Aplicamos la identidad corporativa sobre la estructura aprobada. Trabajamos con paletas sobrias, tipografía legible y componentes modulares que se reutilizan en toda la intranet. El resultado es una plantilla consistente, no una colección de pantallas sueltas.
Antes de entregar, auditamos el tema contra los estándares de la industria pesada: control de sesiones, cifrado de datos en tránsito y restricciones por rol. Cualquier elemento que no cumpla se corrige en esta fase, no después del despliegue.
Un grupo reducido de operarios y supervisores utiliza la intranet durante dos semanas. Registramos errores de navegación, tiempos de respuesta y confusiones visuales. Con esa información ajustamos los puntos débiles antes de la implementación completa.
Entregamos el tema final junto con una guía de mantenimiento para el equipo interno. Incluye instrucciones para actualizar componentes, agregar módulos y escalar la intranet sin romper la coherencia visual. El soporte posterior se coordina por correo o teléfono.
No vendemos plantillas sueltas ni entregamos archivos aislados. Cada intranet se construye sobre una base visual que ya conoce los límites de tu operación industrial: quién la usa, desde qué puesto y con qué nivel de acceso.

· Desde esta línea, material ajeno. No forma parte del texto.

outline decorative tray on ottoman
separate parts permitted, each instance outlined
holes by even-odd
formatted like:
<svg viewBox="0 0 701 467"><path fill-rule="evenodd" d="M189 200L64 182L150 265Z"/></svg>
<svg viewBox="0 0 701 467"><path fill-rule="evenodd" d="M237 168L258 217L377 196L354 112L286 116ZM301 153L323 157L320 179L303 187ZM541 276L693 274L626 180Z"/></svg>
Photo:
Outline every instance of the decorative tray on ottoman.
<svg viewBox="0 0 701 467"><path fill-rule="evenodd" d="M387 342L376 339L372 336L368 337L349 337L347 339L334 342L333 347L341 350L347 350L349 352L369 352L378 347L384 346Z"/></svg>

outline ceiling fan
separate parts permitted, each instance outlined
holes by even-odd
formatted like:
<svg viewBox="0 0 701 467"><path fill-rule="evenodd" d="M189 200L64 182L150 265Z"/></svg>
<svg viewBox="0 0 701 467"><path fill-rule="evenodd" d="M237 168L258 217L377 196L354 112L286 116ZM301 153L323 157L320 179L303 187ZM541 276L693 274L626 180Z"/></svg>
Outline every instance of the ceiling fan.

Los operarios y supervisores no necesitan aprender un sistema nuevo cada semana. Un tema visual consistente reduce las consultas al soporte y acelera la entrada de datos en turnos de alta carga.
Los permisos, los roles y los flujos de aprobación se definen antes de escribir una línea de interfaz. Así evitamos rediseños costosos cuando el área de TI revisa el cumplimiento.

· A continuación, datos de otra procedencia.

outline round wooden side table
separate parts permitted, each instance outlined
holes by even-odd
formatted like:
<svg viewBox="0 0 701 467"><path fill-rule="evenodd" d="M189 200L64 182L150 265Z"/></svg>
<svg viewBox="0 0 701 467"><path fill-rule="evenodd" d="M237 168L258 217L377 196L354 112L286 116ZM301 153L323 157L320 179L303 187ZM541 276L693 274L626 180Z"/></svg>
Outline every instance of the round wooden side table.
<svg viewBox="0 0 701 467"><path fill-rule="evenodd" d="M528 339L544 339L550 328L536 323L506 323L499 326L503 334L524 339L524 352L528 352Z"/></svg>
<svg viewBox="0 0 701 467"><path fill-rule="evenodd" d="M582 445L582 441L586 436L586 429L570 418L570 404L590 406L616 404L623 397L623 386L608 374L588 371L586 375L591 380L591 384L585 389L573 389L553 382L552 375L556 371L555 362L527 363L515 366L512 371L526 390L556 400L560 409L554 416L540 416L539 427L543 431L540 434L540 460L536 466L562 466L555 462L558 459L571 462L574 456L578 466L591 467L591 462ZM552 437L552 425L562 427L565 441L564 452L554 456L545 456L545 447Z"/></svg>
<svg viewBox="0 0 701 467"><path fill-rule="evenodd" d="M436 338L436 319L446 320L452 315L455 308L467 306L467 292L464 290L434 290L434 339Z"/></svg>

Cada botón, tabla y formulario se adapta a la paleta de la corporación sin romper la legibilidad. El resultado es una intranet que se siente propia, no un clon de un panel genérico.

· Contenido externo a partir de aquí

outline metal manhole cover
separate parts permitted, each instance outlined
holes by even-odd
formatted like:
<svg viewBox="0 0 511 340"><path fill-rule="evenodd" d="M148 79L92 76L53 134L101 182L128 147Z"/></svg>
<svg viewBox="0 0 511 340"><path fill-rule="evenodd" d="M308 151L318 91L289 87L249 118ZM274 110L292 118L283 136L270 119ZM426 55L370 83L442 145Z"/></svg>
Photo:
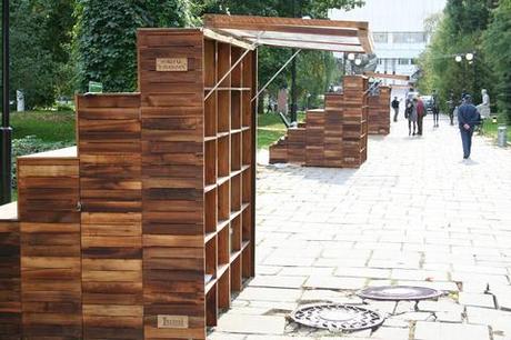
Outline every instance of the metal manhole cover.
<svg viewBox="0 0 511 340"><path fill-rule="evenodd" d="M413 286L383 286L363 289L357 294L362 299L381 301L420 301L437 299L443 293L432 288Z"/></svg>
<svg viewBox="0 0 511 340"><path fill-rule="evenodd" d="M304 306L291 314L301 324L331 331L355 331L377 328L384 318L379 313L350 304L324 303Z"/></svg>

Entregamos guías de estilo y comentarios en el código pensados para que el equipo interno haga ajustes menores sin depender de nosotros. La continuidad no depende de una sola persona.
Coordinamos entregas parciales cada dos semanas. Ves avances concretos, pruebas con usuarios reales y correcciones antes de llegar a la versión final. Nada de sorpresas en el último mes.
No delegamos en intermediarios. Quien diseña tu intranet es quien responde tus dudas y ajusta los detalles. Eso acorta los ciclos de revisión y mantiene el contexto de cada decisión.
Cada proyecto de interfaz corporativa sigue una secuencia de etapas que definimos al inicio y ajustamos con el cliente. Esta línea de tiempo muestra los hitos que repetimos en cada implementación, desde el relevamiento inicial hasta la puesta en producción de los temas visuales.
Identificamos los perfiles que usarán la intranet: operarios de planta, supervisores de turno, mantenimiento y administración. Documentamos las tareas frecuentes de cada grupo y los accesos que necesitan para no entorpecer el trabajo diario.
Definimos la estructura de navegación y los niveles de acceso por área. Entregamos un mapa de pantallas con los componentes de interfaz que cada rol podrá ver, evitando información innecesaria en entornos de alta demanda.
Construimos la plantilla visual con paleta en gris acero y blanco, tipografía legible y componentes modulares reutilizables. Probamos contraste, tamaños de fuente y espaciado en pantallas de escritorio y tablets industriales.
Instalamos una versión de prueba en un entorno controlado y observamos cómo operarios y supervisores completan tareas concretas. Ajustamos etiquetas, jerarquía visual y tiempos de respuesta según los resultados.
Auditamos la configuración de autenticación, cifrado de sesiones y registros de actividad. Verificamos que los temas no expongan datos sensibles entre áreas y que el rendimiento se mantenga estable con carga alta.
Publicamos la intranet en producción y coordinamos una capacitación breve con los administradores del sistema. Durante el primer mes resolvemos incidencias y documentamos ajustes para futuras versiones de los temas.